Imprese sempre più a caccia di ingegneri
Il monito della Calzavara: difficile trovare laureati nel campo dell’elettronica e della meccanica
UDINE. Nonostante l’università di Udine dialoghi costantemente con il territorio, ci sono ancora aziende friulane che lamentano la mancanza di figure idonee da inserire nel mondo del lavoro.
È la Calzavara di Basiliano, dal 1979 tra le principali imprese attive nel settore delle telecomunicazioni e dell’energia sul mercato italiano e internazionale, a lanciare una sorta di allarme sulla carenza di ingegneri elettronici, di telecomunicazione e meccanici.
«Evitiamo - sottolinea l’amministratore delegato, Marco Calsotzavara - annunci sui giornali, metodo che consideriamo ormai obsoleto, e utilizziamo i cacciatori di teste solo per profili medio-alti: ovviamente non per il personale neolaureato o con pochi anni di esperienza. Colloquiamo con gli atenei di Udine, Trieste, Padova e Bologna senza estendere la ricerca ad altre università».
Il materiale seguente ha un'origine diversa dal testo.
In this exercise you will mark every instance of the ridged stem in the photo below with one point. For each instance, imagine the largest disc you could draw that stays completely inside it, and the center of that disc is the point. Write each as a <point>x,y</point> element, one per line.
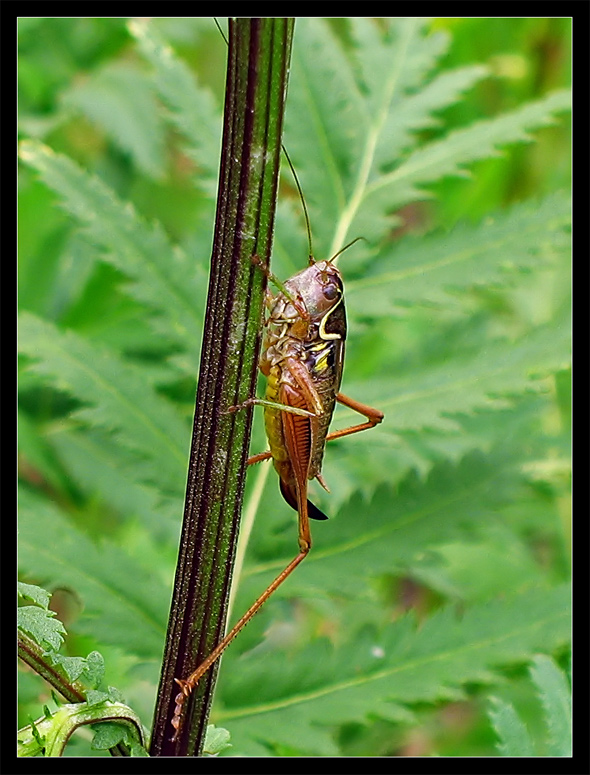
<point>258,63</point>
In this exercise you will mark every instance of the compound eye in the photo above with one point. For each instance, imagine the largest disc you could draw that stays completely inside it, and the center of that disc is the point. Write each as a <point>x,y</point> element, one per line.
<point>331,291</point>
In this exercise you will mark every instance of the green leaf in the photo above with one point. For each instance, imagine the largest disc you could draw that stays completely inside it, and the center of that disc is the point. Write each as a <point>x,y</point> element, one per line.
<point>41,625</point>
<point>120,100</point>
<point>163,277</point>
<point>437,270</point>
<point>32,592</point>
<point>193,109</point>
<point>119,398</point>
<point>555,696</point>
<point>124,602</point>
<point>298,702</point>
<point>515,739</point>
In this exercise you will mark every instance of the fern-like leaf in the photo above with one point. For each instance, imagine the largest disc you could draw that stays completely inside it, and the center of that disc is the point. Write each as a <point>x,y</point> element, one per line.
<point>119,398</point>
<point>297,702</point>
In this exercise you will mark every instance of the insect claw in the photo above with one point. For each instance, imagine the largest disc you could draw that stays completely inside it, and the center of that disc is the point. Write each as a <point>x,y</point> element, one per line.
<point>322,481</point>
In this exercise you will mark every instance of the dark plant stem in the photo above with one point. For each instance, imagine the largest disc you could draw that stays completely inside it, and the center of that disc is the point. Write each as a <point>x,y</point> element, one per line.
<point>259,52</point>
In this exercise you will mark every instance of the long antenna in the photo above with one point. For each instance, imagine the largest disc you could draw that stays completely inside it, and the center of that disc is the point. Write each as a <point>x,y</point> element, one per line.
<point>295,178</point>
<point>307,224</point>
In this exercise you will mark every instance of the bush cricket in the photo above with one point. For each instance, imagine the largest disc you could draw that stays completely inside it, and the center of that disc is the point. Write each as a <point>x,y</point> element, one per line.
<point>302,359</point>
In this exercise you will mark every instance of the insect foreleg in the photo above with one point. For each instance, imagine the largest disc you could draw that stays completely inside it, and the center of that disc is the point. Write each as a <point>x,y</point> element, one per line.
<point>273,405</point>
<point>374,417</point>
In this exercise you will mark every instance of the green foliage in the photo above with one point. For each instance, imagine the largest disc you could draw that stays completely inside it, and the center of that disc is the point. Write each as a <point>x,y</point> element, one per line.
<point>554,695</point>
<point>40,638</point>
<point>459,328</point>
Ma l’università produce il profilo di laureati di cui l’azienda ha bisogno? Secondo l’ad «i corsi sono oggi molto diversi rispetto alle lauree vecchio stampo. Probabilmente quelli per ingegneri sono più facili, ma non è detto che sia un male: gli “esami mattone” forse, sono anacronistici». Il primo e più semplice passo per avvicinare l’università alle aziende, prosegue Calzavara, potrebbe essere l’obbligatorietà di un tirocinio per periodi non inferiori ai 4-6 mesi.
Molto utile, poi, sarebbe organizzare incontri con gli imprenditori direttamente in ambito universitario: «Se mi fosse proposto io risponderei con piacere a questo tipo di invito». E l’imprenditore non esita a strizzare l’occhio all’idea da tempo sponsorizzata dal presidente e amministratore delegato del gruppo Danieli, Gianpietro Benedetti, che promuove la figura del diplomato-ingegnere.
«Mi sembra un’ottima idea - sottolinea Calzavara - non sempre sono necessari “laureati”, a volte poter assumere un “diplomato evoluto” potrebbe essere anche meglio.
Quella che proprio oggi manca è una base culturale robusta». E saper scrivere, a detta del manager, è diventata merce rara, nonostante sia un elemento basilare anche in ambito lavorativo. «Ma qui - conclude - poco si può fare. Una volta si scrivevano lettere e la grammatica non poteva essere un’opinione, adesso si usano i social media, Whatsapp e le atre chat.
Una lingua però più immediata e primitiva che, alla lunga, diventa molto povera nella comunicazione, anche in quella emotiva: e allora si usano i selfie e le immagini, ma sono solo dei surrogati». (g.z.)